Short Sale: Also known as Pre-foreclosure or Third Party Approval Required

When the net proceeds from the sale of the home are not sufficient to pay off existing loan(s), the sale is conditioned on approval by the seller’s lender to accept less than the full amount owed. Negotiations may be carried out by the listing broker or an attorney. The term “Third Party Approval” is also used when bankruptcy or other court approval is required to complete the sale.

As-Is Sale: Often used in the case of foreclosures or short sales to warn the buyer that no repairs will be made during the inspection period, or that the seller has never lived in the home and has no personal knowledge of the home’s condition. In actuality, the term has no legal meaning. It does not absolve the seller of legally required disclosures. The term “As-Is” does not necessarily mean that the home is in poor repair. However, the value of a professional inspection is paramount.

HUD Home: Homes that have been acquired by HUD after foreclosure on an FHA insured mortgage.

HUD: US Department of Housing and Urban Development. FHA: Federal Housing Administration. FHA insures loans for low-to-moderate income buyers and others who may otherwise be unable to qualify for conventional financing. Mortgage insurance is included in monthly payments until the home’s value exceeds 78% of the loan amount, at which time the buyer may request to have it removed.

Submission Bid Deadline: When a new HUD home comes on the market, the first two weeks are generally set aside as “exclusive” available for bids from owner occupant buyers. An initial bed deadline is set, after which all offers will be reviewed. If no acceptable bids are received, the bidding continues on a daily basis until an acceptable bid has been received.

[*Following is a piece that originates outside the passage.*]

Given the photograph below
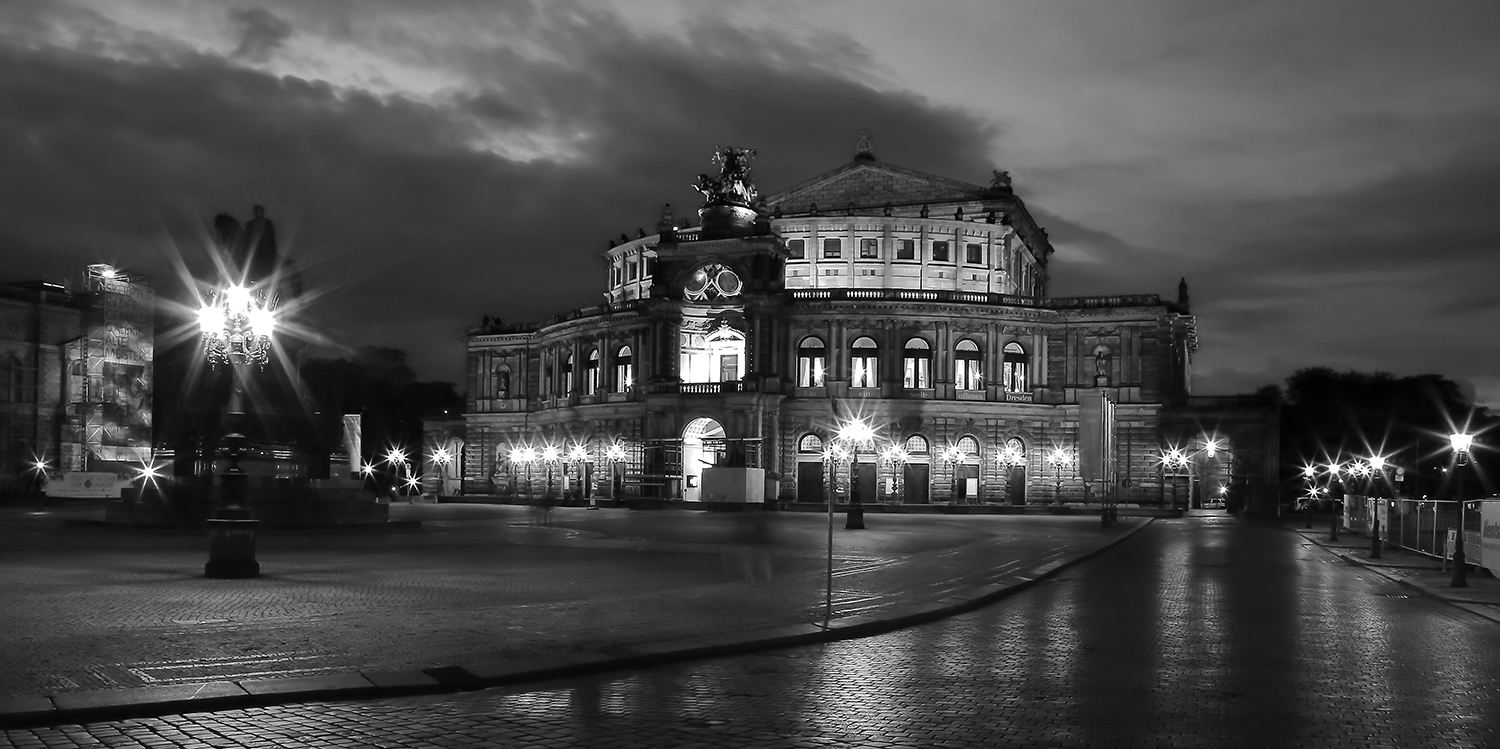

FHA Insured Escrow (IE) with $xxx.xx in repairs: When looking at HUD homes, you will see this terminology a lot. Homes that revert to HUD ownership are inspected by an FHA approved appraiser, and an as-is value is set. If no obvious repairs are necessary, the home is deemed (IN) or insurable for FHA 203b financing. When repairs under $5,000 are necessary to meet FHA lending guidelines, the needed repairs will be specified in this way. Repairs are to be completed after closing, using money set aside for this purpose. If the actual repairs cost less than estimated, any additional funds left in escrow will be applied to the mortgage principal. Note that the seller does not contribute funds to this escrow account, it is part of the buyer’s loan. If FHA financing is not used, the repair escrow does not apply.

203K Eligible: When buying a home needing more than $5,000 in repairs, it may qualify for FHA 203(k) Rehab loan program. The borrower can get just one mortgage loan, at a long-term fixed (or adjustable) rate, to finance both the acquisition and the rehabilitation of the property. To provide funds for the rehabilitation, the mortgage amount is based on the projected value of the property with the work completed, taking into account the cost of the work. Talk to an FHA approved lender for more details.

HUD homes are listed in the local MLS, however all offers must be submitted through hudhomestore.com by a real estate broker registered with HUD.